Genauso wie Illuminati lag auch dieses Buch unfassbar lange auf meinem SuB. Nach Illuminati hatte ich dann aber so viel Lust, weiter in diese Welt einzutauchen, dass ich mich relativ schnell entschieden habe, auch den zweiten Band zu lesen. Und ich muss sagen, der Einstieg fiel mir hier deutlich leichter. Ich wusste schon, wie der Aufbau funktioniert, wie die Rätsel strukturiert sind und wie sich die Spannung entwickelt. Dadurch konnte ich viel schneller eintauchen und war sofort wieder voll drin.

Die Ausgangssituation ist dem ersten Teil in gewisser Weise ähnlich und gleichzeitig anders genug, um sich frisch anzufühlen. Ich mochte es sehr, wieder mit Robert Langdon auf Spurensuche zu gehen. Auch seine weibliche Begleitung fand ich großartig. Das Zusammenspiel, das gemeinsame Entschlüsseln der Hinweise und dieses Stück für Stück Vorankommen haben mir richtig gut gefallen.

Auch die Nebencharaktere waren spannend angelegt. Ständig fragt man sich, wer welches Spiel spielt und auf wessen Seite jemand wirklich steht. Diese Unsicherheit hat die Spannung für mich dauerhaft hochgehalten und dafür gesorgt, dass ich immer weiterlesen wollte.

Trotzdem hatte ich gerade gegen Ende meine Probleme. Die Auflösung war nicht ganz das, was ich erwartet hatte. Teilweise ging es mir etwas zu schnell oder wirkte zu einfach gelöst.
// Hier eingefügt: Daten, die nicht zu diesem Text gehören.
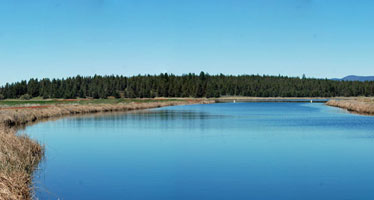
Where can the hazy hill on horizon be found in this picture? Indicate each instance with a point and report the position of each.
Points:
(355, 78)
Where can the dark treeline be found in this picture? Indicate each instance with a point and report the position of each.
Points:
(189, 85)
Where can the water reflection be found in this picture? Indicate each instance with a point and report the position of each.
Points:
(220, 151)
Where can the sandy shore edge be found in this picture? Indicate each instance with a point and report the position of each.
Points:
(19, 155)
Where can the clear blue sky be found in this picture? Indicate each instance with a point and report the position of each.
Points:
(321, 38)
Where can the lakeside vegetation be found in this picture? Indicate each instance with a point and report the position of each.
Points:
(189, 85)
(361, 105)
(19, 155)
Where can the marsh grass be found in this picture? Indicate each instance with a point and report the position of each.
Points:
(358, 105)
(20, 155)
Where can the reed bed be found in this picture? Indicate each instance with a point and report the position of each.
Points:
(360, 106)
(20, 155)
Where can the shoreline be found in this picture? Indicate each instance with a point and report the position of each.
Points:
(20, 155)
(362, 106)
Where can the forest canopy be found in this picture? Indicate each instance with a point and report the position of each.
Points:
(187, 85)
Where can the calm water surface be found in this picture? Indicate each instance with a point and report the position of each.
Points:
(218, 151)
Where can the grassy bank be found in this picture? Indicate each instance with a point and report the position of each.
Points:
(19, 155)
(356, 105)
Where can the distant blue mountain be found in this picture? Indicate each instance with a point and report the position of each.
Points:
(355, 78)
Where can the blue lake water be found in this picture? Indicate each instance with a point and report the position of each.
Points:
(218, 151)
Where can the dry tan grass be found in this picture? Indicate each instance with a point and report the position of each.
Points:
(358, 105)
(19, 155)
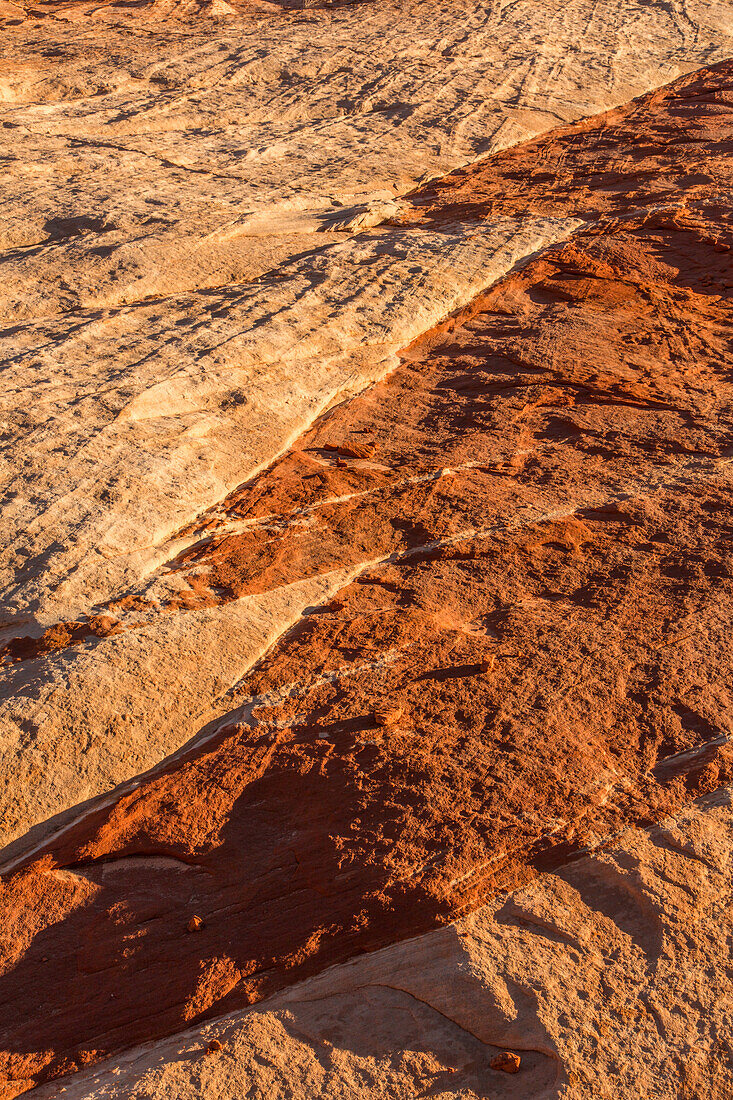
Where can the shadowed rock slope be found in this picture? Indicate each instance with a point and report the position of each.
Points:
(523, 657)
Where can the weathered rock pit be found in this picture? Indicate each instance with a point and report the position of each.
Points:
(539, 535)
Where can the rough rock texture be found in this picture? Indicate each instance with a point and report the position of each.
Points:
(190, 281)
(368, 570)
(610, 978)
(517, 550)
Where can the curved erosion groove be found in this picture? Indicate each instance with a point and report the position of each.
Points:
(499, 661)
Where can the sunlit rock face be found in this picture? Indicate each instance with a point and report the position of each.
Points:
(367, 569)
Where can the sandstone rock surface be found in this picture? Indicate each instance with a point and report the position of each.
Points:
(609, 978)
(367, 562)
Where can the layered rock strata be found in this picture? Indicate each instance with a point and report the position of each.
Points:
(190, 281)
(523, 535)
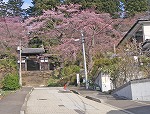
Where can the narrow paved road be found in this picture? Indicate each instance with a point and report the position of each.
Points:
(12, 103)
(58, 101)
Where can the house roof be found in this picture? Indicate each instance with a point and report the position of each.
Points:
(134, 29)
(33, 50)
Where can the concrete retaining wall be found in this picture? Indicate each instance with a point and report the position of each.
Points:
(35, 78)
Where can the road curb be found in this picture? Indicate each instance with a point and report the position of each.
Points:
(23, 108)
(120, 109)
(93, 98)
(101, 101)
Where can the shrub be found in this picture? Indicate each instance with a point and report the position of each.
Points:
(11, 82)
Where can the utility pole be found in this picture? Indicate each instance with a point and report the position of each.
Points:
(20, 61)
(84, 57)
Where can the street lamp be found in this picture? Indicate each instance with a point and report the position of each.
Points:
(20, 61)
(84, 58)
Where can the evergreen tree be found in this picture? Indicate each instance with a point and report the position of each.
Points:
(134, 6)
(40, 5)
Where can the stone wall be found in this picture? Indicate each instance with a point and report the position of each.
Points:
(35, 78)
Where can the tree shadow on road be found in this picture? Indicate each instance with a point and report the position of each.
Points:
(135, 110)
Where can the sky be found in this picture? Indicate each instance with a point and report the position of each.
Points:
(26, 4)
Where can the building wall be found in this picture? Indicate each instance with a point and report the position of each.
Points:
(124, 91)
(104, 82)
(35, 78)
(141, 91)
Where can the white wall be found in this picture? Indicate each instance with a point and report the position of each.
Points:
(106, 82)
(103, 80)
(125, 92)
(141, 91)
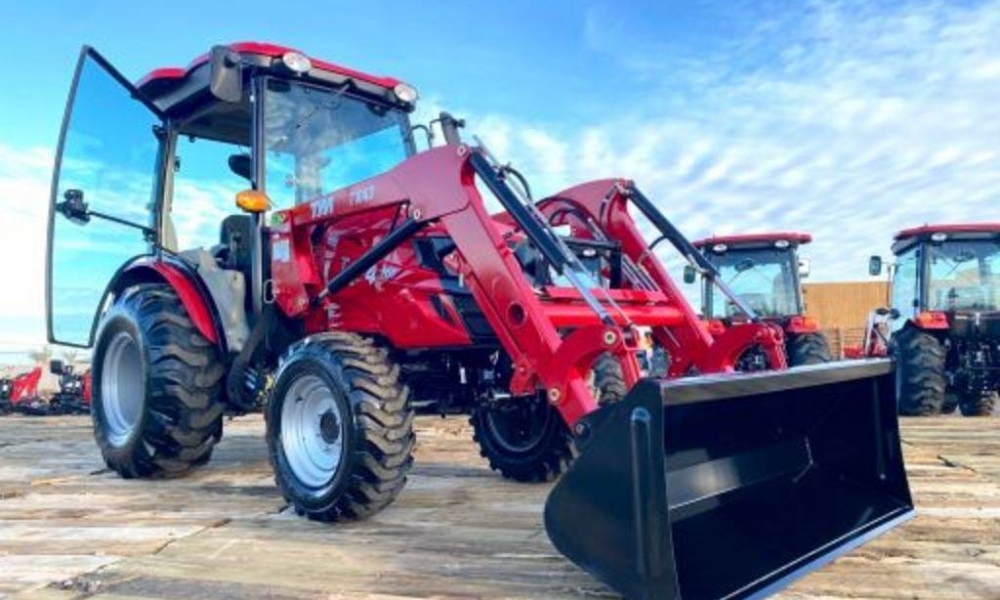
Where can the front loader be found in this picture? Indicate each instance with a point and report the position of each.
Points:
(360, 272)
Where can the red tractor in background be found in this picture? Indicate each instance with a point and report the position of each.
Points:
(20, 393)
(766, 272)
(360, 273)
(944, 318)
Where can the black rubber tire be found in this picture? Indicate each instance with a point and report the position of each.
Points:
(920, 373)
(181, 408)
(378, 442)
(545, 455)
(808, 349)
(608, 379)
(978, 405)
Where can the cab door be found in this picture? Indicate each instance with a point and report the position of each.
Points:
(106, 190)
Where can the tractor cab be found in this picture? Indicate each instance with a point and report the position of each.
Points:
(945, 317)
(763, 269)
(949, 275)
(153, 170)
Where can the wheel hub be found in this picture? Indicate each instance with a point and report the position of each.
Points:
(312, 431)
(122, 388)
(329, 427)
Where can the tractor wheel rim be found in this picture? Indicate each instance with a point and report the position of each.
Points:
(312, 431)
(122, 393)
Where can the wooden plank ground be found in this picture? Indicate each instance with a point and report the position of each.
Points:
(71, 530)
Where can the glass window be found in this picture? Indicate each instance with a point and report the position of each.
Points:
(904, 284)
(205, 191)
(109, 153)
(964, 275)
(763, 278)
(320, 140)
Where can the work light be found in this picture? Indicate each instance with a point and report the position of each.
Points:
(297, 62)
(405, 92)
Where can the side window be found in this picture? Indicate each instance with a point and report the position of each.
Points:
(904, 284)
(205, 189)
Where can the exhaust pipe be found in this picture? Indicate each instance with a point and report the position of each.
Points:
(732, 486)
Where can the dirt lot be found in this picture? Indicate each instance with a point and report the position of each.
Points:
(70, 529)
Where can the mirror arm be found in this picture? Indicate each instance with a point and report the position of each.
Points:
(148, 231)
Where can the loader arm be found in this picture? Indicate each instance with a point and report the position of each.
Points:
(691, 347)
(439, 186)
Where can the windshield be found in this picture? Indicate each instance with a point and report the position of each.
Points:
(320, 140)
(964, 275)
(763, 278)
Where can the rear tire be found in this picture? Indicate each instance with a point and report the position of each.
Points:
(978, 405)
(157, 385)
(808, 349)
(920, 373)
(339, 428)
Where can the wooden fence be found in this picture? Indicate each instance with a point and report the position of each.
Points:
(842, 309)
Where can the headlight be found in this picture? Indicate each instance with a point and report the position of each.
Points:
(405, 92)
(297, 62)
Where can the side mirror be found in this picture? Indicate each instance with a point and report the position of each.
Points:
(805, 267)
(449, 127)
(892, 313)
(73, 207)
(225, 74)
(690, 274)
(875, 266)
(242, 165)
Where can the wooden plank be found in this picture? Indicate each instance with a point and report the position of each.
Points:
(70, 530)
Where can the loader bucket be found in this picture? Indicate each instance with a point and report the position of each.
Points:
(732, 486)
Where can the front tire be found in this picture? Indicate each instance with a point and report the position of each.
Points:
(808, 349)
(157, 386)
(339, 428)
(524, 439)
(920, 373)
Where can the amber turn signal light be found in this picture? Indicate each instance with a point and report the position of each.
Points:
(253, 201)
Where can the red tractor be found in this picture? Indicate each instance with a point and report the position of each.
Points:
(20, 393)
(766, 272)
(359, 273)
(73, 397)
(945, 318)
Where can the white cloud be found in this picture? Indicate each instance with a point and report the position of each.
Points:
(865, 119)
(870, 119)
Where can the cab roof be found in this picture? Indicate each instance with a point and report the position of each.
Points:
(959, 228)
(184, 95)
(160, 80)
(754, 240)
(907, 238)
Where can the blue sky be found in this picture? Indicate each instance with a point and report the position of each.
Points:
(847, 119)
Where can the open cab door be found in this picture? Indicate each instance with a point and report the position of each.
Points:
(106, 190)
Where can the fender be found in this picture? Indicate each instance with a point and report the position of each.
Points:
(186, 283)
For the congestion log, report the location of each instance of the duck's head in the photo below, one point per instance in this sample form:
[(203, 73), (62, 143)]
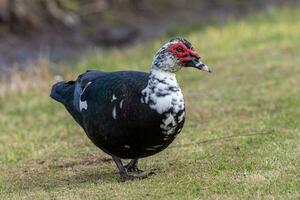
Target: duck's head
[(175, 54)]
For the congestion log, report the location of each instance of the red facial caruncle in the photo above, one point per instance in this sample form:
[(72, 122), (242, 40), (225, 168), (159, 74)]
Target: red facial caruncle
[(182, 52)]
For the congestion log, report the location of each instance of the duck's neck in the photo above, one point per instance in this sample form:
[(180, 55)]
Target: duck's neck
[(163, 77), (163, 92)]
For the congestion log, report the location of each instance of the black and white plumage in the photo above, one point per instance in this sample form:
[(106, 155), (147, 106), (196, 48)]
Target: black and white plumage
[(128, 114)]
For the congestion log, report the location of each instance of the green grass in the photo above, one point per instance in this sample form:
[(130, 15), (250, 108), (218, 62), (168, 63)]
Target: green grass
[(241, 138)]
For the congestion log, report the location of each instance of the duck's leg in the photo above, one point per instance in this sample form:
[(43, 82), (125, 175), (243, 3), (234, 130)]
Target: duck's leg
[(132, 166), (123, 171)]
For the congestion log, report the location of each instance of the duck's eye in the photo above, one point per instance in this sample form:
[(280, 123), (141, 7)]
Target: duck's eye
[(179, 49)]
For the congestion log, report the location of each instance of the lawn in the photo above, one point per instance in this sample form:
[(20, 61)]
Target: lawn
[(241, 138)]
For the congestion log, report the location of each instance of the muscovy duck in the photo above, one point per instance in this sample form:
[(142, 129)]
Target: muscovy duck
[(130, 114)]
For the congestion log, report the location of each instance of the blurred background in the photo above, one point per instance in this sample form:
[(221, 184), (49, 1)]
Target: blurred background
[(242, 130), (61, 30)]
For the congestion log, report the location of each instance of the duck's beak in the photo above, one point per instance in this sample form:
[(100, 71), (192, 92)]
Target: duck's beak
[(196, 63)]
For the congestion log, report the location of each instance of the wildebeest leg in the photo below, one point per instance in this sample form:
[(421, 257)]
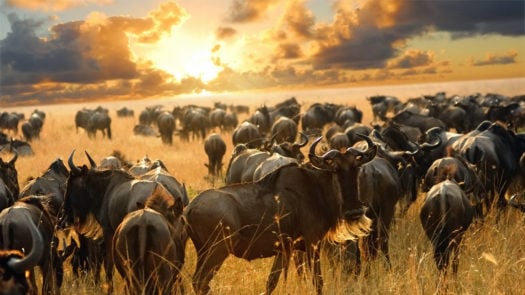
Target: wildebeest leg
[(208, 262), (314, 256), (108, 262), (281, 262)]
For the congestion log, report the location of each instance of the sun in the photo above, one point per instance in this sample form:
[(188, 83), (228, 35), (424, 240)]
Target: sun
[(185, 56)]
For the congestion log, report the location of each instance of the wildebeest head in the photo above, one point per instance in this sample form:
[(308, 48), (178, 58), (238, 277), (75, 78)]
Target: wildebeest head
[(345, 165), (13, 264), (10, 176), (77, 201)]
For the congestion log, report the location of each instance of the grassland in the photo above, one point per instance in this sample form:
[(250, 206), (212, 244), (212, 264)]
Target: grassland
[(492, 254)]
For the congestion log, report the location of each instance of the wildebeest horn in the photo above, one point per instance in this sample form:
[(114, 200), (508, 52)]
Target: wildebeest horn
[(304, 138), (91, 161), (20, 265), (428, 145), (72, 166), (369, 142), (13, 160), (311, 152)]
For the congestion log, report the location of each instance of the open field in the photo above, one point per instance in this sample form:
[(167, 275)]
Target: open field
[(492, 254)]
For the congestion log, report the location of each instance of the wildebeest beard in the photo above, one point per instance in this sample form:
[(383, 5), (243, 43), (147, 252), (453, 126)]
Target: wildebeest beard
[(90, 227), (344, 229)]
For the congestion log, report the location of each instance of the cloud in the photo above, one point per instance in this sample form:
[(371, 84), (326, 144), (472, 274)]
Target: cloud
[(53, 5), (222, 33), (243, 11), (85, 55), (369, 36), (412, 58), (495, 59)]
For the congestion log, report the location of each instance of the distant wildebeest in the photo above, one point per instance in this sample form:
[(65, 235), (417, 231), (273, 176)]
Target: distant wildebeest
[(99, 121), (18, 224), (284, 129), (293, 208), (9, 175), (445, 216), (125, 112), (166, 125), (148, 247), (97, 200), (14, 264), (247, 133), (9, 121), (33, 126), (416, 120), (245, 161), (380, 189), (215, 148), (317, 116)]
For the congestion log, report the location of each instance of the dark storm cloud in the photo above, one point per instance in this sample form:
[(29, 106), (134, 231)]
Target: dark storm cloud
[(87, 58), (368, 37)]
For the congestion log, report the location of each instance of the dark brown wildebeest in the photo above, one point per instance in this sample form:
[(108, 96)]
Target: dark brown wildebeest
[(9, 175), (166, 124), (380, 188), (445, 216), (17, 225), (215, 148), (247, 133), (293, 208), (14, 265), (244, 161), (148, 247), (97, 200)]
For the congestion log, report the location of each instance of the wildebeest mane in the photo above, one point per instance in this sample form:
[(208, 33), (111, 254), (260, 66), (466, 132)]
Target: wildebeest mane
[(44, 204)]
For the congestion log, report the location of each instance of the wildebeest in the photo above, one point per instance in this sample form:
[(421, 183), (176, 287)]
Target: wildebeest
[(9, 175), (17, 225), (416, 120), (445, 216), (148, 247), (9, 121), (380, 188), (215, 148), (292, 208), (125, 112), (496, 152), (99, 121), (96, 201), (166, 125), (318, 115), (13, 264), (247, 133), (284, 129), (244, 160)]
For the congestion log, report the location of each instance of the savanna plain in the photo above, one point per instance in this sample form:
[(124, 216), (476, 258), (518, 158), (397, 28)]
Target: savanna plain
[(492, 256)]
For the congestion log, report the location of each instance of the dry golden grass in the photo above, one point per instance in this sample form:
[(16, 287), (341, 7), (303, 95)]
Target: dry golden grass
[(492, 254)]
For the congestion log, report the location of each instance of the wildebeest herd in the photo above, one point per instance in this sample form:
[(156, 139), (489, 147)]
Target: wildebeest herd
[(464, 154)]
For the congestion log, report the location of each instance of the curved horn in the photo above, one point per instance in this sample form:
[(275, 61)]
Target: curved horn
[(13, 160), (72, 166), (369, 142), (91, 161), (304, 140), (20, 265), (428, 145), (311, 152)]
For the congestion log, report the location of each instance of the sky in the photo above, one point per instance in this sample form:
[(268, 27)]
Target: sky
[(75, 50)]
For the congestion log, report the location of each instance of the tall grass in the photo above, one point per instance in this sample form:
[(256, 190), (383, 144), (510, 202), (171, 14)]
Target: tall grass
[(492, 253)]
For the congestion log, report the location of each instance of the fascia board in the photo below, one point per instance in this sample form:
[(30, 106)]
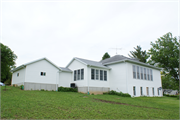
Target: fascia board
[(99, 67)]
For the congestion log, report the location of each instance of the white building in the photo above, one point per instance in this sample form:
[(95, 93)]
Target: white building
[(117, 73)]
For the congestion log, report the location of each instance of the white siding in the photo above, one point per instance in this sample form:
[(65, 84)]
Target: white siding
[(98, 83), (118, 77), (19, 80), (33, 73), (75, 65), (64, 79), (156, 83)]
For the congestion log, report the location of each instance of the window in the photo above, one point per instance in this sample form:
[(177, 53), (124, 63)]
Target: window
[(43, 73), (97, 74), (92, 74), (138, 75), (134, 71), (141, 91), (141, 72), (101, 75), (75, 75), (145, 73), (153, 91), (82, 74), (151, 75), (158, 91), (78, 75), (134, 90), (148, 77), (105, 75), (147, 90)]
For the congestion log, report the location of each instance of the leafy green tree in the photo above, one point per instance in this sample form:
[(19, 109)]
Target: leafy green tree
[(7, 62), (139, 54), (105, 56), (165, 54)]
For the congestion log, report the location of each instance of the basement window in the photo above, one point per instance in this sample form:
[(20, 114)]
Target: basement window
[(43, 73)]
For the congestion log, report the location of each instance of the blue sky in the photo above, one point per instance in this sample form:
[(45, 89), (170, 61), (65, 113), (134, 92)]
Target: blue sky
[(61, 30)]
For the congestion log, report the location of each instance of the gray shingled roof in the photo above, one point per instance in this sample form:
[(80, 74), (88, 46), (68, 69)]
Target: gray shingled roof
[(65, 69), (116, 58), (93, 63)]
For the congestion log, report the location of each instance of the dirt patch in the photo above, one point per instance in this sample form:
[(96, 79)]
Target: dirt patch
[(112, 102)]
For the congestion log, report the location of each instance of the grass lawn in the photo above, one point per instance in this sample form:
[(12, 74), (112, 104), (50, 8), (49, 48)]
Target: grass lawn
[(19, 104)]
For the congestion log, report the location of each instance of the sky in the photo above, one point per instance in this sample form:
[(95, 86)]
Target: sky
[(61, 30)]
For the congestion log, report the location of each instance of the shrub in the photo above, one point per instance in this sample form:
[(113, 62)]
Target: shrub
[(112, 92), (7, 82), (66, 89), (21, 87)]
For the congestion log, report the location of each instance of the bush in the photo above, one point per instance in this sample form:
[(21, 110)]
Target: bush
[(7, 82), (66, 89), (112, 92)]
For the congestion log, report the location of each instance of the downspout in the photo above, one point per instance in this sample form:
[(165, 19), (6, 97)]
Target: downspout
[(126, 76), (57, 80), (88, 78)]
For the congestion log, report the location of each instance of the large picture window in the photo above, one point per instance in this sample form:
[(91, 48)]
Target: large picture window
[(134, 90), (101, 74), (82, 74), (78, 74), (141, 69), (151, 75), (145, 73), (97, 74), (134, 71), (141, 91), (92, 74), (148, 77), (138, 74), (75, 75), (105, 75)]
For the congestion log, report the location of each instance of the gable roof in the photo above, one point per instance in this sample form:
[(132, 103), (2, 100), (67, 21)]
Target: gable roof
[(89, 63), (121, 58), (24, 65)]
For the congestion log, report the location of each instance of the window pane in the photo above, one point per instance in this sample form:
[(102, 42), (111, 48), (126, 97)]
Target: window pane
[(141, 91), (97, 74), (134, 90), (151, 74), (78, 75), (82, 74), (145, 73), (75, 75), (105, 75), (101, 75), (134, 71), (92, 74), (141, 72), (148, 77), (138, 75)]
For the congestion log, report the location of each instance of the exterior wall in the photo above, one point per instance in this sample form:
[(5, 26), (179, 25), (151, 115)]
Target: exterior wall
[(33, 73), (98, 83), (156, 83), (64, 79), (39, 86), (118, 76), (19, 80), (75, 65)]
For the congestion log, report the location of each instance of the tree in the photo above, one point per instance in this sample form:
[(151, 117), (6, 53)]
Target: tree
[(105, 56), (165, 54), (139, 54), (7, 62)]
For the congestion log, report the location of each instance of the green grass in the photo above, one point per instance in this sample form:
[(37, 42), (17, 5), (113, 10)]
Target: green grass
[(19, 104)]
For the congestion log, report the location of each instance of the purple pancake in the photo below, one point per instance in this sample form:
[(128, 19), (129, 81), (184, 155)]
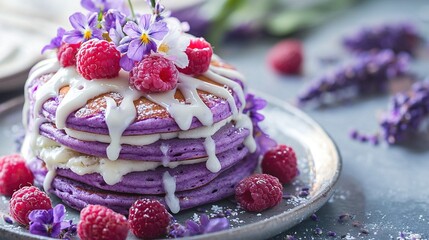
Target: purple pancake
[(228, 137), (95, 123), (77, 195), (150, 182)]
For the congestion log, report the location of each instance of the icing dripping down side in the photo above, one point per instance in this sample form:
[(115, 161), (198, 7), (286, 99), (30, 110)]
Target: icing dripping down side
[(213, 163), (171, 200)]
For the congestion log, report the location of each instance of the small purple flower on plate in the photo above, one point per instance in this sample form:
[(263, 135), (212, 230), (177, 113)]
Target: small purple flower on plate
[(85, 28), (143, 36), (111, 17), (206, 225), (49, 223), (56, 41), (101, 5)]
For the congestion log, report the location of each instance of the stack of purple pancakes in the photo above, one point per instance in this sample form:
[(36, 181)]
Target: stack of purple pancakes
[(157, 158)]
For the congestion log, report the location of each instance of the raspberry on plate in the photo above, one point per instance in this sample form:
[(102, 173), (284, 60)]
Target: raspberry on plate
[(14, 174), (26, 200), (154, 74), (286, 57), (99, 222), (258, 192), (98, 59), (67, 54), (148, 219), (281, 163), (200, 54)]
Vielleicht war ich in dem Moment auch nicht aufmerksam genug oder hatte mir etwas anderes erhofft.

Außerdem hatte ich stellenweise das Gefühl, dass sich gewisse Strukturen aus dem ersten Band wiederholen. Wenn man das Prinzip einmal kennt, weiß man, dass das große Ganze erst ganz am Schluss vollständig enthüllt wird. Das hat für mich zwischendurch ein wenig Spannung genommen und wirkte stellenweise leicht langatmig.

Fazit:
Nicht ganz ein Highlight für mich, vor allem wegen kleiner Schwächen im Finale, aber insgesamt eine unterhaltsame und gute Geschichte, die Lust auf mehr macht.